A docket is needed to locate other documents attached to court records (pleadings, motions, briefs, etc.). Court dockets in Delaware are mainly used to track the progress of cases, keep to deadlines and schedules, and provide a log of all case-related events and documents.
In Delaware, researchers can find dockets on the CourtConnect website. All they need to do is conduct a standard court search, then click on the case number to view the docket and other related documents.
What are Civil Court and Small Claims in Delaware?

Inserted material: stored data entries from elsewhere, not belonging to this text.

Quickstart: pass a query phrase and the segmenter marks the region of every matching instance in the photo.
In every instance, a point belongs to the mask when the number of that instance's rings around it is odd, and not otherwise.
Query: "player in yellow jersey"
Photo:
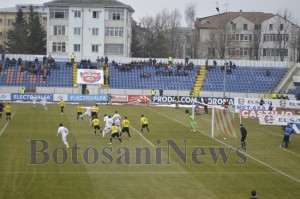
[[[82,116],[82,106],[81,104],[78,104],[77,106],[77,120],[79,120],[79,118],[81,118],[81,120],[83,120],[83,117]]]
[[[60,114],[64,114],[65,101],[63,98],[60,99],[59,106],[60,106]]]
[[[112,124],[111,128],[110,128],[110,138],[109,138],[109,143],[108,144],[112,144],[112,138],[118,138],[118,140],[120,140],[120,142],[122,143],[122,139],[120,137],[119,134],[119,127],[117,125],[115,125],[115,123]]]
[[[93,117],[92,121],[91,121],[91,126],[94,127],[95,129],[95,134],[97,134],[97,130],[99,130],[100,135],[102,134],[101,131],[101,127],[100,127],[100,120],[98,119],[98,117]]]
[[[127,116],[125,116],[125,119],[122,121],[122,132],[121,132],[120,137],[122,137],[123,133],[127,133],[129,139],[131,140],[131,136],[130,136],[130,133],[129,133],[129,126],[130,126],[130,122],[127,119]]]
[[[10,121],[11,111],[12,111],[12,107],[11,107],[10,103],[8,103],[4,109],[5,109],[5,113],[6,113],[6,121]]]
[[[143,133],[143,129],[146,128],[148,133],[150,133],[149,127],[148,127],[148,119],[142,114],[141,115],[141,133]]]
[[[99,112],[99,108],[98,108],[98,104],[96,104],[92,107],[92,118],[95,116],[98,117],[98,112]]]

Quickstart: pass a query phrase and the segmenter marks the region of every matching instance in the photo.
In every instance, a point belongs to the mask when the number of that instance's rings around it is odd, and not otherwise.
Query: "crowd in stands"
[[[289,99],[285,93],[272,93],[272,99]]]
[[[206,70],[210,71],[210,70],[216,69],[217,65],[218,65],[218,63],[216,60],[213,61],[213,65],[208,65],[208,60],[206,60],[205,68],[206,68]],[[221,70],[222,71],[226,70],[226,73],[228,75],[230,75],[232,73],[232,70],[234,70],[234,69],[236,69],[236,65],[235,65],[235,63],[233,63],[230,60],[226,60],[225,65],[221,65]]]
[[[112,61],[112,67],[118,69],[119,72],[130,72],[132,69],[145,69],[145,67],[154,67],[157,76],[188,76],[191,70],[194,70],[194,64],[186,61],[183,63],[163,63],[156,62],[156,59],[148,61],[132,61],[128,64],[121,64]],[[147,71],[141,72],[141,77],[150,77]]]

Small claims, like other civil suits, are disputes where the plaintiffs seek money for damages. However, the value of the damages sought in small claims cases is usually low and varies from one state to another. Delaware small claims courts, the civil divisions of the Justice of the Peace Courts, handle civil cases involving amounts less than $25,000.
For example, disputes between landlords and tenants, recovery of damaged properties with values not exceeding $25,000, and breach of contracts may be heard at the Justice of the Peace Courts. There are time limits within which suits must be filed to avoid being dismissed for the expiration of the right to sue. Disputes involving breach of contracts must be filed with the court within three years after the commission of the offense. Likewise, damages to properties or personal injuries have a limit of two years within which cases must be filed with the court. To file small claims cases with the Justice of the Peace Court, plaintiffs are required to pay the following as filing fees:
- Claims that do not exceed $1,000 pays $35
- Claims between $1,000 to $5,000 pay $40
- Claims above $5,000 pays $45
- Landlord-tenant dispute pays $40
Although cases with claims below $25,000 are tried at the Justice of the Peace Courts, civil suits to claim damages higher than that may be filed at higher Delaware courts. For example, civil cases to recover properties worth more than $25,000 can be filed at the Superior Court. Similarly, suits to claim damages for personal injuries where the amount being sought is up to $75,000 may be filed at the Court of Common Pleas. Those above $75,000 are under the purview of the Superior Court.